I’m in love with Autumn. It’s like hitting the restart button on my little corner of the world. It’s a visual reminder that summers full of energy, activity and adventure cannot and should not last forever. There comes a time to slow down and rest.
There is undeniable beauty in the color of dying leaves, but beauty is not so easily found in the death of all things. I think of my friend who lost his wife shortly after giving birth to their first baby, or my friends who lost a husband, father and grandfather when he suddenly collapsed in his driveway a few weeks ago. My thoughts turn to the recent devastation of natural disasters and the horrific shooting in Las Vegas, and I wonder how to process all of this loss.
And just when the collective weight of these tragedies feels like it will crush my heart, I look at my children and see beauty and joy and hope. I watch my daughter, Nora, holding her friend Virginia’s hand as they walk to school and I see the seeds of our future being planted. I’m reminded that there is still goodness in the world, that there are flowers still growing just below the surface even when we can’t see them. Not all hope is lost.
I think we all have a sense deep in our souls that things are not as they should be. We feel it more deeply when devastation visits us. We experience fleeting moments of truth and beauty in our lives, but we can never seem to hold onto them long enough. It is an aching reminder that this world is broken, but even in this longing we hold onto the promise that one day, Jesus will set all things right.
C.S. Lewis describes this perfectly in his poem about Aslan (the Christ figure) in “The Lion, the Witch and the Wardrobe:”
Wrong will be right, when Aslan comes in sight,
At the sound of his roar, sorrows will be no more,
When he bares his teeth, winter meets its death,
And when he shakes his mane, we shall have spring again.

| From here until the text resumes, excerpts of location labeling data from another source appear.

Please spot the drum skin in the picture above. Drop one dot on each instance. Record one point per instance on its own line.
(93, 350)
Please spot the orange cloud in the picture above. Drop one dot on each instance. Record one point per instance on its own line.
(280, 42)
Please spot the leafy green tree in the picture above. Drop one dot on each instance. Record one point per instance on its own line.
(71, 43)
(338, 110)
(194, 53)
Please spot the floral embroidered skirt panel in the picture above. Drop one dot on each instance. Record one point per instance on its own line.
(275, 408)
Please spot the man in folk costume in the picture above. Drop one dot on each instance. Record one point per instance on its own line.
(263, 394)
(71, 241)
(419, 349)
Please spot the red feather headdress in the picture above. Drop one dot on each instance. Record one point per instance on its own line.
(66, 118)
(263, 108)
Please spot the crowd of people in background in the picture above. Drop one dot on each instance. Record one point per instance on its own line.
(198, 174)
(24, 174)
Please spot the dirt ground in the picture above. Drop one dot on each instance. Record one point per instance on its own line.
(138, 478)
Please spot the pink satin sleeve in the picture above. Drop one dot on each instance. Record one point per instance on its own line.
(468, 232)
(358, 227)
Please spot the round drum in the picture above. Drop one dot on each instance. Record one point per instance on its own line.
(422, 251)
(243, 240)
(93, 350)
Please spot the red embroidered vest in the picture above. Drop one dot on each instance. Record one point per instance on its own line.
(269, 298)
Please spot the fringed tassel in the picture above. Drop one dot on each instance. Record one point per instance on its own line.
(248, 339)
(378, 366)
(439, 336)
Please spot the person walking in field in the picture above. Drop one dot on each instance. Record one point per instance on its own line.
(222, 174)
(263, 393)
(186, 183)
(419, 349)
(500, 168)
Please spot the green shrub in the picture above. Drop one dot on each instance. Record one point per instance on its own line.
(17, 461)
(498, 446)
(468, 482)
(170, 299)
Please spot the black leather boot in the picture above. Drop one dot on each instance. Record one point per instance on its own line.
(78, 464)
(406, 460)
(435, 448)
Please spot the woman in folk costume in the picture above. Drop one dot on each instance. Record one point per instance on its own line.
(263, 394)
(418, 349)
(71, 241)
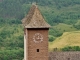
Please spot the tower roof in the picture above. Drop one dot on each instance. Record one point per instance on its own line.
(34, 19)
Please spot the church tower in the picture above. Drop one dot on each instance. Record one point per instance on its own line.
(35, 35)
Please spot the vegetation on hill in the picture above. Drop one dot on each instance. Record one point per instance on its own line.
(62, 15)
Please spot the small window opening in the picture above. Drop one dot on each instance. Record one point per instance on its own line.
(37, 50)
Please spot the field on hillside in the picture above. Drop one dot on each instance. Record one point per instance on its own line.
(67, 39)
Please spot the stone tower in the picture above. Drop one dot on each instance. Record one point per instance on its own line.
(35, 35)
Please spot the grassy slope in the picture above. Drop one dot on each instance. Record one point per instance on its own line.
(64, 27)
(67, 39)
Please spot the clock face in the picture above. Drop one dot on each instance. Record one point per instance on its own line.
(37, 38)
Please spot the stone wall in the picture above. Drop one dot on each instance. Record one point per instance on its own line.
(64, 55)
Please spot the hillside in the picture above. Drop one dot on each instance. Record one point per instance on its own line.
(62, 15)
(67, 39)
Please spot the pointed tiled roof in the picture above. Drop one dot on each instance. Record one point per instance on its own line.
(34, 19)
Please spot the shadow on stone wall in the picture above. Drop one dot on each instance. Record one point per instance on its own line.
(71, 55)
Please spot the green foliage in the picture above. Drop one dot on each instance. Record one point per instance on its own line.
(54, 12)
(11, 54)
(51, 38)
(69, 48)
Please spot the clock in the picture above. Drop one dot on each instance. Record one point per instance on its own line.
(37, 38)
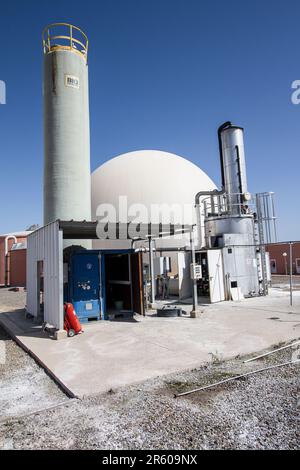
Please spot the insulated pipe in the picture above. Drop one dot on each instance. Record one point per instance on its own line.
(195, 293)
(151, 266)
(7, 280)
(212, 193)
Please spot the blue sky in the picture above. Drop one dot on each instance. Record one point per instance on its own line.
(164, 74)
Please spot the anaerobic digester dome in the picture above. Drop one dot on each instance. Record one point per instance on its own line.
(148, 177)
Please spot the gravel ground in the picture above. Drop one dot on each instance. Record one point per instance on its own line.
(24, 385)
(259, 412)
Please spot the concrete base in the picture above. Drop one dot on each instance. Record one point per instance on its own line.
(196, 313)
(60, 334)
(113, 354)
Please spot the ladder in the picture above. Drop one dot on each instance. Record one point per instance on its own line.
(260, 241)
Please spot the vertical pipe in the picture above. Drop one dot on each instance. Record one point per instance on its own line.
(291, 273)
(151, 270)
(195, 294)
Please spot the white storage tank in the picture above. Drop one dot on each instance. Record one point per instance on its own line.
(149, 177)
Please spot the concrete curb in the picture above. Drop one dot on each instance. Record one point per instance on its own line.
(49, 372)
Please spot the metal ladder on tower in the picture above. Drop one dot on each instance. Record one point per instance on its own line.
(260, 241)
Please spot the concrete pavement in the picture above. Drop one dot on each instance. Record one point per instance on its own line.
(113, 354)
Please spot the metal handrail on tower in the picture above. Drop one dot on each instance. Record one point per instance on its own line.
(65, 36)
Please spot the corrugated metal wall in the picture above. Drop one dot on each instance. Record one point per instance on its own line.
(46, 244)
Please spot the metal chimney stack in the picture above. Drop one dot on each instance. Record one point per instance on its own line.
(233, 165)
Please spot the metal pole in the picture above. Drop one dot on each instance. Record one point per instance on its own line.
(151, 270)
(195, 294)
(291, 273)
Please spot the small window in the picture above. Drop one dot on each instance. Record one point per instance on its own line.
(273, 266)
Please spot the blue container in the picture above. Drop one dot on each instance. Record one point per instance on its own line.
(84, 286)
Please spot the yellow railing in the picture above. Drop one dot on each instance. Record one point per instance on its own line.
(53, 39)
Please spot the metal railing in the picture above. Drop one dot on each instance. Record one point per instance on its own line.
(65, 36)
(227, 205)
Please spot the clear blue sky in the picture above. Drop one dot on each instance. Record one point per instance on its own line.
(163, 74)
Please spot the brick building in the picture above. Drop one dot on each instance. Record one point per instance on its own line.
(13, 259)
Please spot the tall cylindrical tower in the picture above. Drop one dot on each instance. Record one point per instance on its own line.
(233, 165)
(67, 186)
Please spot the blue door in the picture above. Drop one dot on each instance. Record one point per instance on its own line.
(85, 285)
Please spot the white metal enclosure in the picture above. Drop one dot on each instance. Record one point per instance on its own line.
(216, 275)
(46, 245)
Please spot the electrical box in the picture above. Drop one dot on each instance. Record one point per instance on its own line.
(196, 271)
(84, 285)
(162, 265)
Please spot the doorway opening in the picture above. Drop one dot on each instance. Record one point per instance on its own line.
(123, 284)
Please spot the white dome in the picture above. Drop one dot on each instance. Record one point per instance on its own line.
(148, 177)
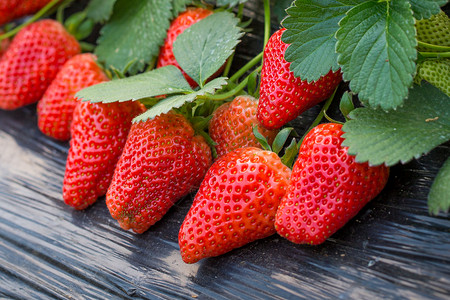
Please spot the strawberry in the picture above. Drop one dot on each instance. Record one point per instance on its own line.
(433, 31)
(32, 61)
(235, 205)
(12, 9)
(283, 96)
(232, 123)
(4, 44)
(99, 133)
(163, 160)
(55, 109)
(327, 188)
(436, 72)
(178, 25)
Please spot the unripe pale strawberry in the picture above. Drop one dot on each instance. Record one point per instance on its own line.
(435, 31)
(436, 72)
(231, 126)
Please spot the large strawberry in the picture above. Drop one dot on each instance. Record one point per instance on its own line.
(283, 96)
(99, 132)
(12, 9)
(162, 162)
(231, 126)
(179, 24)
(235, 205)
(327, 188)
(55, 109)
(32, 61)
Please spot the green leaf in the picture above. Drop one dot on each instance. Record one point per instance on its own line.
(261, 138)
(205, 46)
(179, 6)
(161, 81)
(135, 31)
(167, 104)
(378, 136)
(310, 31)
(346, 104)
(229, 3)
(100, 11)
(376, 46)
(290, 153)
(424, 9)
(439, 196)
(279, 8)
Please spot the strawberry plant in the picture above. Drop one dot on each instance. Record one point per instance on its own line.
(393, 55)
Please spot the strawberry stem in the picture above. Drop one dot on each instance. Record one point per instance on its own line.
(230, 59)
(35, 17)
(319, 117)
(246, 67)
(231, 93)
(266, 22)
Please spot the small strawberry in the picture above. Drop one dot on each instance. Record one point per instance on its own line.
(4, 44)
(162, 162)
(32, 61)
(183, 21)
(99, 133)
(327, 188)
(283, 97)
(434, 30)
(232, 123)
(436, 72)
(235, 205)
(12, 9)
(55, 109)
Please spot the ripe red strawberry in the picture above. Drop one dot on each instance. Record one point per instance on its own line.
(12, 9)
(32, 61)
(231, 126)
(235, 205)
(55, 109)
(184, 20)
(99, 133)
(4, 44)
(327, 188)
(162, 162)
(283, 97)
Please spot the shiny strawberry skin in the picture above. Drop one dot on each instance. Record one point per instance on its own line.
(12, 9)
(32, 61)
(162, 162)
(4, 44)
(235, 205)
(99, 132)
(283, 96)
(231, 126)
(179, 24)
(55, 109)
(327, 188)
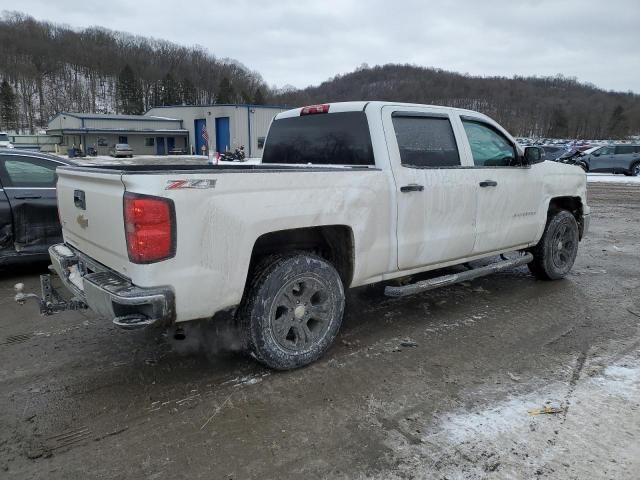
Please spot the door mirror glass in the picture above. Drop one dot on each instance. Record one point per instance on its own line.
(533, 155)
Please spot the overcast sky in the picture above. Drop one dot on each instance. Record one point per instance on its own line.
(303, 42)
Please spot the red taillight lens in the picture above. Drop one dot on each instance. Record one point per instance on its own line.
(149, 224)
(313, 109)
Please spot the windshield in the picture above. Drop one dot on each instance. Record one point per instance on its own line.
(322, 139)
(592, 149)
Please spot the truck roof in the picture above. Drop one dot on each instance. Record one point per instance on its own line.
(337, 107)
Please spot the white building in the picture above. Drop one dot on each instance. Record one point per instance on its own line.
(227, 126)
(146, 134)
(166, 130)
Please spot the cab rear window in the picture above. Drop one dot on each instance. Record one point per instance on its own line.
(323, 139)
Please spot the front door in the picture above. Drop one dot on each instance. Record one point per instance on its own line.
(508, 206)
(201, 136)
(223, 135)
(30, 187)
(436, 197)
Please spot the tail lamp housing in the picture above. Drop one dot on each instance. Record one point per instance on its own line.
(150, 228)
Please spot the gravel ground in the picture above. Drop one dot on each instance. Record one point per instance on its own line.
(451, 384)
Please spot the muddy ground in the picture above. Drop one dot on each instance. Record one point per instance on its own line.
(435, 386)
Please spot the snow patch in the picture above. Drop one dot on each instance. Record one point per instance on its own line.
(610, 178)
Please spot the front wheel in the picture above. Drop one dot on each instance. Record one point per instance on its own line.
(556, 251)
(292, 311)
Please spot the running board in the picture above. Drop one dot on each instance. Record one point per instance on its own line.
(444, 280)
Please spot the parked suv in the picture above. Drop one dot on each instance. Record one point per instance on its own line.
(613, 159)
(121, 150)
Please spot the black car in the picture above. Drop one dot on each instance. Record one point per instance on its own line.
(29, 221)
(613, 159)
(552, 152)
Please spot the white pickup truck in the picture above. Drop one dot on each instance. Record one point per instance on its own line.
(347, 194)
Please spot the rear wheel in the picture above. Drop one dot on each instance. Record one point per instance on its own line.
(556, 252)
(292, 311)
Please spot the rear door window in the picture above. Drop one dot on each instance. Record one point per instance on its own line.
(425, 142)
(28, 173)
(322, 139)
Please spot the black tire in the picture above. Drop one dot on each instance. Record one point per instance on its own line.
(556, 251)
(292, 310)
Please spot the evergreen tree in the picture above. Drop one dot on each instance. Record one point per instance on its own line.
(8, 107)
(170, 91)
(618, 123)
(226, 92)
(559, 127)
(129, 92)
(258, 97)
(188, 92)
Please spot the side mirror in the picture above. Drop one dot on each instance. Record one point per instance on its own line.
(533, 155)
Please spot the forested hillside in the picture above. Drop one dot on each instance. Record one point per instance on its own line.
(47, 68)
(545, 107)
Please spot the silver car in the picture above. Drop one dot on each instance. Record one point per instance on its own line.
(613, 159)
(121, 150)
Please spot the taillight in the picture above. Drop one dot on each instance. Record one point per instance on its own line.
(149, 224)
(313, 109)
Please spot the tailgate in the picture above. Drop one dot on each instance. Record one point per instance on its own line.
(91, 213)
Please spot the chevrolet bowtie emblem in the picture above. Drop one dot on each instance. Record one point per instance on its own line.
(82, 221)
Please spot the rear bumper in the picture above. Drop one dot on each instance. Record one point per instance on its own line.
(109, 294)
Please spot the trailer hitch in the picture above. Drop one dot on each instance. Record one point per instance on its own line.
(50, 301)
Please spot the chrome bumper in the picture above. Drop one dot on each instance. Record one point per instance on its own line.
(109, 294)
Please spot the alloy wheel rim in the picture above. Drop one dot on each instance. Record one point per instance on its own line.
(562, 246)
(301, 314)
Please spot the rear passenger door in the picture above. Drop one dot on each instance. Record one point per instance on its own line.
(29, 185)
(436, 194)
(624, 157)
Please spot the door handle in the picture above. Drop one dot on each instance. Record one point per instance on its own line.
(411, 188)
(489, 183)
(27, 196)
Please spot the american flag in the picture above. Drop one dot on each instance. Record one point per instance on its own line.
(205, 135)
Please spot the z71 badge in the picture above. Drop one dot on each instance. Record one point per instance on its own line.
(195, 183)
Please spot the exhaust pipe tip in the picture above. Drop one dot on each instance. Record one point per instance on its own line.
(179, 334)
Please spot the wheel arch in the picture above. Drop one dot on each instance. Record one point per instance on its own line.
(571, 204)
(334, 243)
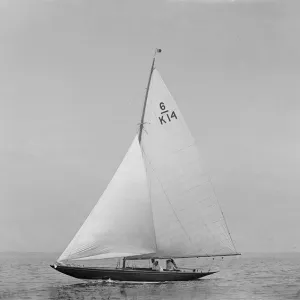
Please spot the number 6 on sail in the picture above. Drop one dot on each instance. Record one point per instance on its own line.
(159, 204)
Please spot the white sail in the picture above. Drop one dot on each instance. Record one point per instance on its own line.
(159, 202)
(121, 223)
(187, 218)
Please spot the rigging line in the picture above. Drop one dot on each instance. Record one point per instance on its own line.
(216, 199)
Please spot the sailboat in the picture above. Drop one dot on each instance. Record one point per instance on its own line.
(159, 204)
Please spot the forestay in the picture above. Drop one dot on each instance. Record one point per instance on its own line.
(159, 203)
(121, 222)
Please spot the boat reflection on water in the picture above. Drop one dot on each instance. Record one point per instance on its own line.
(159, 204)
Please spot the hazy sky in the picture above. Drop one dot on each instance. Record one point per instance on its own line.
(72, 80)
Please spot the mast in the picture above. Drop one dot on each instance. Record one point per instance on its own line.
(146, 95)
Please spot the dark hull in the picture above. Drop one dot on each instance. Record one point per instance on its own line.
(142, 275)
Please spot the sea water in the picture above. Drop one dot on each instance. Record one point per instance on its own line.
(264, 276)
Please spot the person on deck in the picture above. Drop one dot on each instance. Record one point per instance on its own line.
(153, 263)
(171, 265)
(157, 267)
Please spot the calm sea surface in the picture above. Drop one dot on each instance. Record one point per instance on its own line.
(250, 277)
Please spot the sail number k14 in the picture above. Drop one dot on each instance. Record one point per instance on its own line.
(165, 115)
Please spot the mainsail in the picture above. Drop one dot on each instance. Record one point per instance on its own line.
(159, 203)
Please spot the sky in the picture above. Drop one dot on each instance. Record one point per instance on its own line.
(72, 82)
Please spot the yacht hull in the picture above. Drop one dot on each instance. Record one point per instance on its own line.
(142, 275)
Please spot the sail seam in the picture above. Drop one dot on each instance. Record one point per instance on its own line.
(170, 202)
(149, 192)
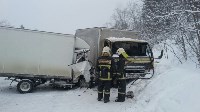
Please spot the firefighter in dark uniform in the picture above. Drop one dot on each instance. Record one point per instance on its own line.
(121, 76)
(105, 68)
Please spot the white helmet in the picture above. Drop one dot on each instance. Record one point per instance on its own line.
(106, 50)
(120, 51)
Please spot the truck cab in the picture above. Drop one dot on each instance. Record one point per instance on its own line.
(140, 61)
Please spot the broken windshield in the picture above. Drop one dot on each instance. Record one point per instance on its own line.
(132, 48)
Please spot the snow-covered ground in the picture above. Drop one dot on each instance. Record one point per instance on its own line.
(174, 88)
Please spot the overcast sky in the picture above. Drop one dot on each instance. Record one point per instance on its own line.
(62, 16)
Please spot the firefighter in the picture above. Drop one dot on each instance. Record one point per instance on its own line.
(121, 76)
(105, 68)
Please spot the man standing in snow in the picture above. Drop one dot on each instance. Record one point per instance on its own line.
(105, 68)
(121, 78)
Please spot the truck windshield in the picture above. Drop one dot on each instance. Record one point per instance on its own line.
(132, 48)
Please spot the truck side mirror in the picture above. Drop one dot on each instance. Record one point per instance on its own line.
(161, 55)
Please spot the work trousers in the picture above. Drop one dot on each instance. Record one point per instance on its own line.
(121, 89)
(104, 87)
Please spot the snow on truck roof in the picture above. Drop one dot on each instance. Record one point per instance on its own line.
(37, 31)
(117, 39)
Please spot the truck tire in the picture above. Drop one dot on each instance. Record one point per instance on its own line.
(25, 86)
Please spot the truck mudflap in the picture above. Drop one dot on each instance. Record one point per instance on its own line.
(139, 73)
(81, 68)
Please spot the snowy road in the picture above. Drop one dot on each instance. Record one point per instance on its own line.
(174, 88)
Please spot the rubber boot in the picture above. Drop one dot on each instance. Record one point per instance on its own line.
(106, 98)
(100, 96)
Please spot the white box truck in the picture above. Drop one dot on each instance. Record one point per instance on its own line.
(34, 57)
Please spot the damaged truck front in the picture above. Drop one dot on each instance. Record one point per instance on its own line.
(141, 59)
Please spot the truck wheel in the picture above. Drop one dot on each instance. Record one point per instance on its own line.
(25, 86)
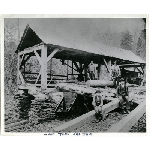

In the meantime, we live in the tension. It is good and healthy to grieve because it means we are engaging this life with our hearts open. And in the midst of that grief, we can hold onto hope because there is still beauty to be found in this broken world, and because we know that one day our Savior will make our broken world whole again. We might not see it yet, but he keeps his promises. There will be life again.